Since the inception of climate fingerprint research in the late 1970s, scientists have used pattern recognition methods to detect unusually large changes in climate and to attribute these changes to different external influences. Initial studies concentrated on surface and atmospheric temperature. Later fingerprint research considered changes in a wide range of variables, including ocean heat content, the hydrological cycle, atmospheric circulation, sea ice extent and the behavior of extreme events.
In the new research, the team examined model simulations driven by historical changes in human factors. A prominent feature of these simulations is that at mid-latitudes, the size of the seasonal temperature cycle increases markedly. This increase results from larger warming in each hemisphere’s summer season. In turn, larger mid-latitude summer warming appears to be partly due to summer drying of the land surface.
Because of differences in the heat capacity of land and ocean, and because there is substantially more land in the Northern Hemisphere, mid-latitude increases in the seasonal temperature cycle are larger in the Northern than in the Southern Hemisphere. Similar large-scale patterns of seasonal cycle change occur in satellite tropospheric temperature data. The “pattern match” between the human influence fingerprint and the satellite patterns of seasonal cycle change was highly significant. The match was unlikely to be due to natural internal climate variability.
The satellite tropospheric temperature data used in the Science paper show global-mean annual average warming of roughly 1.25 degrees Farenheit from 1979 to 2016. The causes of this annual average warming signal have been the subject of many previous studies. But until the new research was conducted, no formal fingerprint study had been performed with the changing seasonal cycle of tropospheric temperature.

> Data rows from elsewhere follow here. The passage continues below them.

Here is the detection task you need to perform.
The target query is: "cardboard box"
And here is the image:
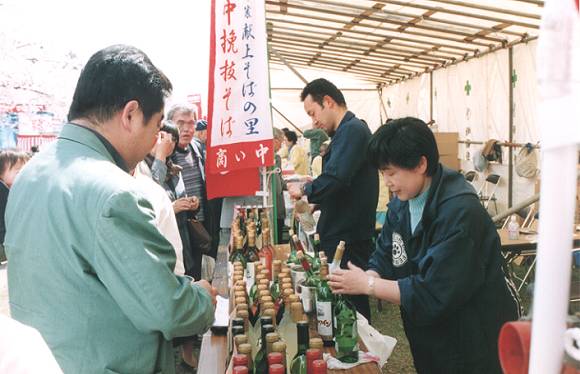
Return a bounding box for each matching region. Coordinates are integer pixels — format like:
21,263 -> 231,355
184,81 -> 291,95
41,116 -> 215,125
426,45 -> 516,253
439,154 -> 461,171
433,132 -> 459,158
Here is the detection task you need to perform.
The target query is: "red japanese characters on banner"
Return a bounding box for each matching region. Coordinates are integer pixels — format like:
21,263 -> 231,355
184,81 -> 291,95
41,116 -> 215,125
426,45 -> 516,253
206,0 -> 274,174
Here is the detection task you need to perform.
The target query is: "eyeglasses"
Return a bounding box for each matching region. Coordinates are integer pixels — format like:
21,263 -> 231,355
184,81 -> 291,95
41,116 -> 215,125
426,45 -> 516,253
176,120 -> 195,130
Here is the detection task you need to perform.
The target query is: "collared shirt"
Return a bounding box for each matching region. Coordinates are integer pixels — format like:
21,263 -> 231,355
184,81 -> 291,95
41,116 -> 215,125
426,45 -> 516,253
5,124 -> 214,374
69,122 -> 129,173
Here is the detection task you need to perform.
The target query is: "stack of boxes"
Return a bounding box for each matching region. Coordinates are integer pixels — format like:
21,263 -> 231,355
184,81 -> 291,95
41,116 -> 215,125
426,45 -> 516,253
433,132 -> 460,171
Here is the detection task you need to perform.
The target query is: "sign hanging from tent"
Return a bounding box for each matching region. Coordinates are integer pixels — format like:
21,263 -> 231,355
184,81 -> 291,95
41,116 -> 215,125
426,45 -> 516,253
206,0 -> 274,174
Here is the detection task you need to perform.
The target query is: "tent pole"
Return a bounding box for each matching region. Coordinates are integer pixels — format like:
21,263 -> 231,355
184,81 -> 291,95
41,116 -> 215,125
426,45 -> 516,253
272,105 -> 304,134
269,46 -> 308,84
429,71 -> 433,122
508,47 -> 514,208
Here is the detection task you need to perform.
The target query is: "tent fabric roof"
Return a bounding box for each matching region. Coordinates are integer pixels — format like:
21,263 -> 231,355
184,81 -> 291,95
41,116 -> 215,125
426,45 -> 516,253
266,0 -> 544,85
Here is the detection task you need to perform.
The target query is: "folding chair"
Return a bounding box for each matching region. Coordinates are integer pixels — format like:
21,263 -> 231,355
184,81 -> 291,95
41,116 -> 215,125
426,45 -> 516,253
478,174 -> 501,214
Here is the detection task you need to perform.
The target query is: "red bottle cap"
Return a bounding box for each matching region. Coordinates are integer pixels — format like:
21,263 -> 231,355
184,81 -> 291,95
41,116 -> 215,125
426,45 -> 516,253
312,360 -> 328,374
306,348 -> 322,373
232,353 -> 248,367
306,348 -> 322,361
268,352 -> 284,365
233,366 -> 248,374
269,364 -> 286,374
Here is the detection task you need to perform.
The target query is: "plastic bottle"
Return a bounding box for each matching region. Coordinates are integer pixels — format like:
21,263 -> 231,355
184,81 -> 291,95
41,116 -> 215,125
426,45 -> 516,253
508,216 -> 520,240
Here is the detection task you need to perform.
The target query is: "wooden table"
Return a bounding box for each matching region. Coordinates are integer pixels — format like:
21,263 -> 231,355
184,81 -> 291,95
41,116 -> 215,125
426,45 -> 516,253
497,229 -> 580,253
497,229 -> 580,292
197,229 -> 230,374
197,229 -> 381,374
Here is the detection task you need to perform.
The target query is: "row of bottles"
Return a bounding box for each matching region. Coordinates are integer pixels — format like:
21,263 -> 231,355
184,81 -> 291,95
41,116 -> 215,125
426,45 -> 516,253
228,209 -> 358,374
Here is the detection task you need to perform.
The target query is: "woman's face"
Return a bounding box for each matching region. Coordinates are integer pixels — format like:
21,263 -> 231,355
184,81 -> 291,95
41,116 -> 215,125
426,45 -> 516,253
1,161 -> 24,187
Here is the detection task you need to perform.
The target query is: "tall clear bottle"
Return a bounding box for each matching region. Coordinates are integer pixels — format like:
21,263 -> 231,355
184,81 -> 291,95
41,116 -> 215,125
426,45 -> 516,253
328,240 -> 346,274
316,259 -> 334,347
334,295 -> 359,363
290,321 -> 310,374
254,325 -> 274,374
258,228 -> 274,280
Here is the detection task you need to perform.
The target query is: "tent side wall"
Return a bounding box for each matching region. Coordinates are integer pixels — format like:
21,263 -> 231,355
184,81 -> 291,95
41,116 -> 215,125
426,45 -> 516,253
383,41 -> 539,212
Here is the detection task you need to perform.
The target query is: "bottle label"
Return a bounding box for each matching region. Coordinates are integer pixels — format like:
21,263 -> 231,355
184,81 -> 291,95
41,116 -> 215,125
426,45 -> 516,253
246,262 -> 256,289
316,301 -> 332,337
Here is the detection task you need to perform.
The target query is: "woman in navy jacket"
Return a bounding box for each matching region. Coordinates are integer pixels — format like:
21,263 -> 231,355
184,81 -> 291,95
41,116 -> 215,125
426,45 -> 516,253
330,117 -> 520,374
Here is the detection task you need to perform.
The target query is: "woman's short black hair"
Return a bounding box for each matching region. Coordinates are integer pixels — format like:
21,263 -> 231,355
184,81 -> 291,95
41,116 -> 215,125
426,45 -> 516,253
284,130 -> 298,144
68,45 -> 172,123
367,117 -> 439,176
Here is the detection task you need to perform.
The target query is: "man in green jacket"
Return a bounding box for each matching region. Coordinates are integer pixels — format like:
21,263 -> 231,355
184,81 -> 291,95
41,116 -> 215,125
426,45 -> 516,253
5,45 -> 215,374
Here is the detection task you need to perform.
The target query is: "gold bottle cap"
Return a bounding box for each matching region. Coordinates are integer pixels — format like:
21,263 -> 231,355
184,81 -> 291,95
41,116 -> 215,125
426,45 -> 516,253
333,240 -> 346,262
238,343 -> 252,355
248,231 -> 256,247
274,342 -> 286,354
290,302 -> 304,322
235,297 -> 246,305
262,309 -> 276,325
234,237 -> 244,249
234,335 -> 248,349
236,303 -> 248,312
260,295 -> 274,304
282,288 -> 294,299
282,281 -> 292,288
282,275 -> 292,283
309,338 -> 324,349
289,293 -> 302,305
266,332 -> 280,343
262,299 -> 274,310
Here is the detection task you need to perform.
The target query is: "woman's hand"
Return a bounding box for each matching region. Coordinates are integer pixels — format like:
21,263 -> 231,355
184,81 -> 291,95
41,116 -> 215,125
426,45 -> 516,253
173,196 -> 199,214
328,261 -> 369,295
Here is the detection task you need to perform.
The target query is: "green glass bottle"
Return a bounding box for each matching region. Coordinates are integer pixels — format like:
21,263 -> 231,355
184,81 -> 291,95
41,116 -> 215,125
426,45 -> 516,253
334,295 -> 358,363
244,230 -> 260,292
290,321 -> 310,374
286,230 -> 300,268
296,251 -> 319,287
230,236 -> 246,269
254,319 -> 274,374
316,259 -> 334,347
312,233 -> 321,272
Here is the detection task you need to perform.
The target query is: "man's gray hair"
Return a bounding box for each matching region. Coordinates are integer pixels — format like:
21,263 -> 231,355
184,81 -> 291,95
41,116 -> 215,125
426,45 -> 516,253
274,127 -> 284,140
167,104 -> 197,121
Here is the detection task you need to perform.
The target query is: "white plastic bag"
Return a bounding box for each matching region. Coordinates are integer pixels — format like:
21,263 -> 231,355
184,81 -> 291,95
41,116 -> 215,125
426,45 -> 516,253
357,313 -> 397,369
201,255 -> 215,283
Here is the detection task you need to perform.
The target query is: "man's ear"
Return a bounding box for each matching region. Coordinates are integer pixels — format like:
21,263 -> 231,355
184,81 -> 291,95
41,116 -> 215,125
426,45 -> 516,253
322,95 -> 335,109
121,100 -> 141,132
417,156 -> 429,174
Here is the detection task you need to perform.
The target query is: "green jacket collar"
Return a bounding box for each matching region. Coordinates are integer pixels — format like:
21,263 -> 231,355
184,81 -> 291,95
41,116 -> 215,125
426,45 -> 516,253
58,122 -> 129,173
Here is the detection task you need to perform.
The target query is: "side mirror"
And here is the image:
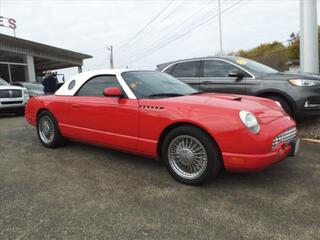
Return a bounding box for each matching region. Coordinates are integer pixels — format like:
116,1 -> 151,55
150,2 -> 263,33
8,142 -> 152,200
228,69 -> 244,79
103,87 -> 122,97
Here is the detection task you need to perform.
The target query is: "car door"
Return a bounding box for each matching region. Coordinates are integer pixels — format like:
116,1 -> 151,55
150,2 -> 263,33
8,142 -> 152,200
199,59 -> 251,94
66,75 -> 139,151
165,61 -> 200,87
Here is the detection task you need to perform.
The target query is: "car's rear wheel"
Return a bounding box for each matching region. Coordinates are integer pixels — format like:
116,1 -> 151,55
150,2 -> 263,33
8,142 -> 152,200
161,126 -> 222,185
37,111 -> 65,148
267,96 -> 293,117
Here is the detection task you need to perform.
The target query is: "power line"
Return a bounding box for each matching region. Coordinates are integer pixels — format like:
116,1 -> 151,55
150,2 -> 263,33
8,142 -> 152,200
118,0 -> 175,49
130,0 -> 243,63
116,0 -> 212,61
122,0 -> 217,63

Other Livermore researchers include Stephen Po-Chedley, Mark Zelinka, Ivana Cvijanovic, Céline Bonfils, Paul Durack, Jeffrey Painter and Giuliana Pallotta. The paper was a collaboration with Qiang Fu at the University of Washington, Jeffrey Kiehl at UC Santa Cruz, Carl Mears and Frank Wentz at Remote Sensing Systems in Santa Rosa, Susan Solomon at the Massachusetts Institute of Technology and Cheng-Zhi Zou at the National Oceanic and Atmospheric Administration.